Dicen que la justicia, si llega tarde, no es justicia. Por eso pido perdón de antemano por hacer un alegato con seis años de retraso. De las imágenes que conservo de mi infancia hay una que espero no olvidar: un tipo de mediana edad, con traje y corbata, disparándose un tiro en la cabeza mientras me miraba. Era la portada de un disco de Ilegales. Este verano me topé por casualidad con El día que cumplimos 20 años, el disco doble en directo con el que Jorge Martínez y su tropa celebraron en Oviedo (9 de septiembre de 2002) sus por entonces veinte primaveras en activo. Los más viejos del lugar recordarán al grupo. Era una coctelera salvaje que cantó en castellano como casi ninguna otra formación precisamente eso: la inocencia salvaje. Por el escenario pasaron músicos de todas las épocas (los bajistas Willy Vijande, Rafa Nenuco y Alejandro Felgueroso; el saxofonista Juan Flores; el teclista Tolo de la Fuente; los bateristas Alfonso Lantero y Rubén Mol; y el armonicista Roberto Collado) y los miembros estables, por entonces, del grupo: Alejandro Blanco al bajo y Jaime Belaustegui a la batería.

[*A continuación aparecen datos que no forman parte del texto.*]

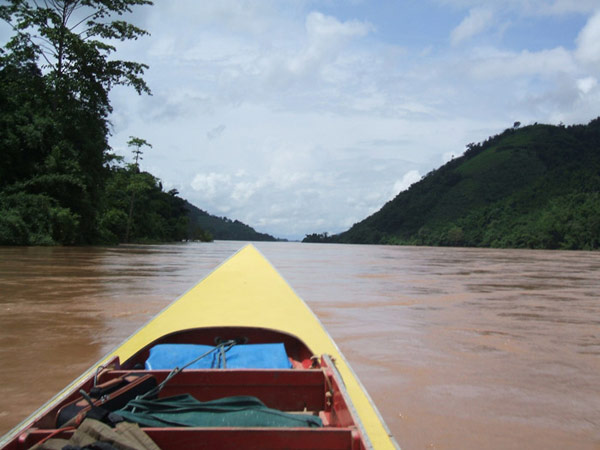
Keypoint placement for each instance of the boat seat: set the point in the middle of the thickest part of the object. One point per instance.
(241, 356)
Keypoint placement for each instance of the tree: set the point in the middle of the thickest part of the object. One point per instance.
(58, 129)
(137, 184)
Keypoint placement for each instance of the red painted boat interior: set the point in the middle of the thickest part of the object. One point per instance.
(317, 390)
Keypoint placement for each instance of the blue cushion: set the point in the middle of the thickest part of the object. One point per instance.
(247, 356)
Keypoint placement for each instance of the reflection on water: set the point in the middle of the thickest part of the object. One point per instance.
(459, 348)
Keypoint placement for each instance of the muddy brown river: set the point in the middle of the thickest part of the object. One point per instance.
(459, 348)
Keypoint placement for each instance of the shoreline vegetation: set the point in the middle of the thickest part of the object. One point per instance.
(533, 187)
(60, 182)
(536, 186)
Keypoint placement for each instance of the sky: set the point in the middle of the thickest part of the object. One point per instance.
(300, 116)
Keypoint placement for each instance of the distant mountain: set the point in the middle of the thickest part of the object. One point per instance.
(531, 187)
(221, 228)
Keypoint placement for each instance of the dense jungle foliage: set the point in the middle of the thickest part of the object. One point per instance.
(60, 183)
(531, 187)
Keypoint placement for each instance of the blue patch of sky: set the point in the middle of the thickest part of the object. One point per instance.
(419, 24)
(414, 24)
(544, 32)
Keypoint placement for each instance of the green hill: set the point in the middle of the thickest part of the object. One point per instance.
(533, 187)
(222, 228)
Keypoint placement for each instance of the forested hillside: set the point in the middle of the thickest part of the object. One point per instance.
(531, 187)
(223, 228)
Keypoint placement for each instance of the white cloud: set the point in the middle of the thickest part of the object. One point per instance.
(478, 20)
(215, 132)
(588, 41)
(585, 85)
(296, 121)
(491, 64)
(209, 185)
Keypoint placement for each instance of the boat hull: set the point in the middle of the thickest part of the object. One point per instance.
(244, 296)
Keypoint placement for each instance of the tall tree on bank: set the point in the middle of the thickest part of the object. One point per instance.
(137, 182)
(56, 75)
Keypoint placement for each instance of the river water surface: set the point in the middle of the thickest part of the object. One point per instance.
(459, 348)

No sé qué es lo mejor de las canciones de Jorge Martínez. Sus temas rápidos son una mezcla perfecta de punk demente, surf lisérgico, rock carburante, blues aceitoso y unas gotas de pop, ska o incluso ye-ye. Y los medios tiempos, con sus desnudas y crudas letras, son simplemente perfectos. Por su parte, las letras son otra coctelera igualmente explosiva donde caben desde las bromas, los insultos, las ocurrencias y la provocación hasta momentos donde puede hablarse, sin complejos, de verdadera literatura.
Porque verdadera literatura es meter en una canción una playa mojada y una botella de ron y en otra una modelo que camina como si fuera un pato borracho hacia su autodestrucción. El asturiano, además, era capaz de hacer canciones nihilistas con tipos saltando por la ventana o alegatos pacifistas sin un gramo de sacarina donde el ángel exterminador era tan sólo un tipo que marchaba al frente como un boy-scout y volvía de él en tren y con dos piernas menos.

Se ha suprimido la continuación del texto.